Les psychologues ont proposé plusieurs modèles théoriques pour rendre compte de l'effet. Pour les uns, l'exposition aléatoire au stimulus réduit la capacité de l'associer à un comportement. Cet affaiblissement doit être surmonté pour permettre un nouvel apprentissage (Lubow et Weiner 2010). Pour d'autres, le stimulus se trouve toujours associé, d'abord à rien de particulier, puis à la situation d'apprentissage, et, pendant un temps, le sujet hésite entre les deux associations. De façon alternative, il a été proposé que l'inhibition latente était le résultat d'une défaillance de récupération plutôt que d'un échec d'acquisitions[3].
L'inhibition latente apparaît chez toutes les espèces de mammifères qui ont été testées et dans de nombreux paradigmes d'apprentissage différents, ce qui laisse supposer certains avantages adaptatifs, comme éviter à l'organisme d'associer des stimuli non pertinents avec des événements plus importants.
L'effet Lubow est démontré dans les conditions particulières du laboratoire, où le contexte, identique dans les deux phases de l'expérience, n'apporte aucune information supplémentaire au sujet.

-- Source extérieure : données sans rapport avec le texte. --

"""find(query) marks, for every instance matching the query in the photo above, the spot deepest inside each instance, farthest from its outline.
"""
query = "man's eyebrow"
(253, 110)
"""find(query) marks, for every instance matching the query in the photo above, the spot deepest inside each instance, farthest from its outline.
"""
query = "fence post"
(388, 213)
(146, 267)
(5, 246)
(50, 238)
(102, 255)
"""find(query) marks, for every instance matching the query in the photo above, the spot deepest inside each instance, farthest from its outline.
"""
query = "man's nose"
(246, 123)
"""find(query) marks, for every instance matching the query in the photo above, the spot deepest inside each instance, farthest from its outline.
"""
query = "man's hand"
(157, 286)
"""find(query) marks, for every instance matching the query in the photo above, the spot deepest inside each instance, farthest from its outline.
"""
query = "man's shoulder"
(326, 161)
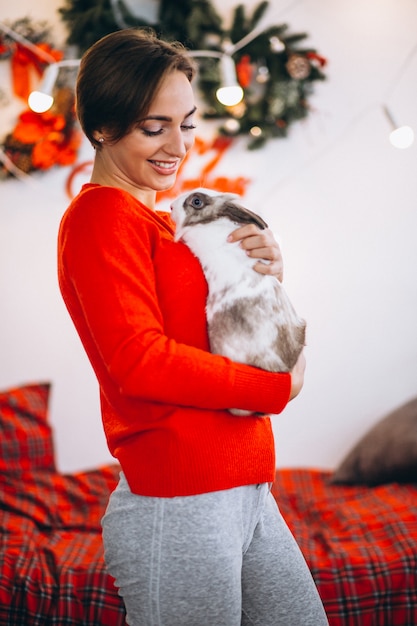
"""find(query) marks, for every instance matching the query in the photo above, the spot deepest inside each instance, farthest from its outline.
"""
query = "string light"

Si, au contraire, l'environnement change entre l'exposition préalable au stimulus et l'apprentissage, l'inhibition latente est fortement diminuée.
Conséquences
Selon les principes de la psychologie expérimentale, ces expérimentations mettent en évidence un processus de base de l'interaction avec le milieu, qui s'exerce, de façon plus complexe, dans les situations ordinaires, pour transformer certaines sensations, mais pas toutes, en perceptions[réf. souhaitée].

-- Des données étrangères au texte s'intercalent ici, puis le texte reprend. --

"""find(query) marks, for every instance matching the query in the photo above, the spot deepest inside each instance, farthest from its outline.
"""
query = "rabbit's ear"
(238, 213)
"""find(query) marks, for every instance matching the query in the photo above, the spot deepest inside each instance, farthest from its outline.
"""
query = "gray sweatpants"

Le mécanisme d’inhibition latente désigne généralement le tri que notre cerveau effectue dans les influx sensoriels, qui nous rend conscients d'une partie, en enlevant les bruits, images et sensations de fond afin que nous ne soyons pas submergés par toutes ces informations et que nous puissions nous concentrer sur l’essentiel[réf. souhaitée].

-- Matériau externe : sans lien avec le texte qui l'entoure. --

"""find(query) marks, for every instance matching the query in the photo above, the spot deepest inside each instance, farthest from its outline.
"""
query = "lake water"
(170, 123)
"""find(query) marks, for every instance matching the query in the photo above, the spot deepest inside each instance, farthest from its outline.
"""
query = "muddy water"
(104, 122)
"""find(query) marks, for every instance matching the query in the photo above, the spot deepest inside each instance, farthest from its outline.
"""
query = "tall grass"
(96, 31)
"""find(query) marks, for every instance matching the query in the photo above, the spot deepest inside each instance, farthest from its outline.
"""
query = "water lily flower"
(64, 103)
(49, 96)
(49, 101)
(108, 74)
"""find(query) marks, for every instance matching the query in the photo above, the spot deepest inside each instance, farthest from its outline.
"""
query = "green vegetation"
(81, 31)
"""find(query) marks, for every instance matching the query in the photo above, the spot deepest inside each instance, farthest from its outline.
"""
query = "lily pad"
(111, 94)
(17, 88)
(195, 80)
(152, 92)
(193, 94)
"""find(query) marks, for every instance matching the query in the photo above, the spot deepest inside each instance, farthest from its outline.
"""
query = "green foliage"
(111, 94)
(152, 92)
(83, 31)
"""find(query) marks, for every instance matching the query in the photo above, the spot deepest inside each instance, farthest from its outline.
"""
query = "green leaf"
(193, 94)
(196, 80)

La psychologie de l'éducation a constaté un phénomène du même ordre, appelé inhibition rétroactive, qui fait qu'un apprentissage peut perturber l'acquis d'un apprentissage antérieur, ou qu'une nouvelle expérience entraîne une perte de souvenir[4]. La capacité d'inhibition se développe au cours du vieillissement de l'enfant, permettant la concentration et un apprentissage plus rapide[5].
Physiologie
L'hypothèse selon laquelle le processus attentionnel qui produit l'inhibition latente chez les sujets normaux serait dysfonctionnel chez les personnes schizophrènes a considérablement stimulé la recherche chez les humains, ainsi que chez les rats et les souris. De nombreuses données indiquent que les agonistes et les antagonistes à la dopamine modulent l'inhibition latente chez les rats et les humains de condition standard. Les agonistes dopaminergiques tels que les amphétamines abolissent l'inhibition latente, tandis que les antagonistes de la dopamine tels que l'halopéridol et d'autres médicaments anti-psychotiques la potentialisent[6]. En outre, les manipulations des voies dopaminergiques putatives dans le cerveau ont aussi les effets attendus sur l'inhibition latente : l'hippocampe et les lésions septales interfèrent avec le développement de l'inhibition latente, de la même façon que les lésions dans des parties sélectives du noyau accumbens[7]. Concernant les sujets humains, il est évident que les personnes schizophrènes qui ne sont pas sous traitement montrent une réduction de l'inhibition latente par rapport aux personnes schizophrènes sous traitement chronique ou aux sujets standards ; ces deux derniers groupes ne montrant aucune différence dans les quantités d'inhibition latente. Enfin, les sujets symptomatiquement normaux obtenant un score élevé aux questionnaires d'autoévaluation qui mesurent les traits psychotiques ou schizotypiques présentent également une inhibition latente réduite par rapport à ceux qui obtiennent un faible score sur ces échelles[8].